Unlike the processes that use gas to shield a weld bead made by an electric arc, oxy-fuel welding uses oxygen and a fuel source to heat the pieces to be welded. The heat causes the pieces to melt and fuse into each other. This may be done with or without a filler rod.
In addition to oxygen, a fuel source is needed. Acetylene is the most common, although other gasses like propane or butane can be used. The gas and fuel setup is the same for oxy-acetylene welding as for cutting, but a different torch is used.
The most significant advantage that oxy-acetylene welding has over MIG or TIG welding is that it doesn’t need electricity. This is handy for farmers, off-roaders, and other people who may need to perform welds in places where power isn’t available. The disadvantage is cost – it’s much cheaper to produce welding heat with electricity than by burning oxygen and acetylene.
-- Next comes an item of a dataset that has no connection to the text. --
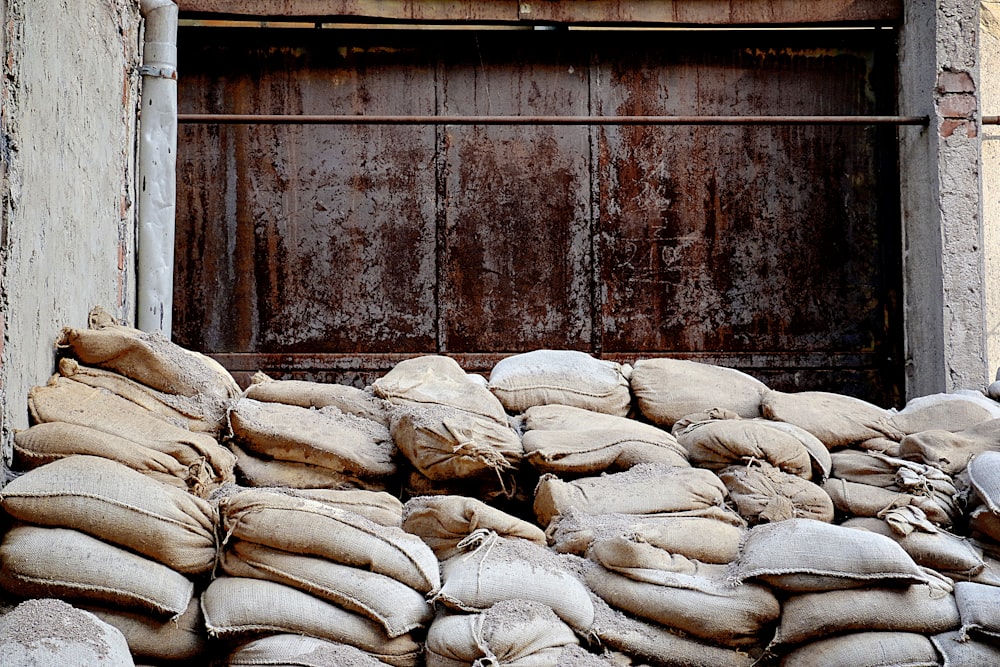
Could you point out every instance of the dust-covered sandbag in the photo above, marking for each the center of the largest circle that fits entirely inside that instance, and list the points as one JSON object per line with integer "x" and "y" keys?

You won’t get the prettiest welds with an oxy-acetylene setup, but it’s great when you crack the frame on your 4×4 while off-roading or crack a piece on your harvester in the field.
Even if you can’t bring the machine to the shop, oxy-acetylene welders let you bring the shop to the machine and get running again.
Here, you can find an article from our website about the different types of gas welding flames and their applications.
Gas is used in welding to protect the fresh, hot weld bead from corrosion. Different gasses are used to create heat and weld without electricity.
Whether you are looking for an easy welding method, one that can produce a lovely bead, or one that works without power, there is a gas welding method that is right for you.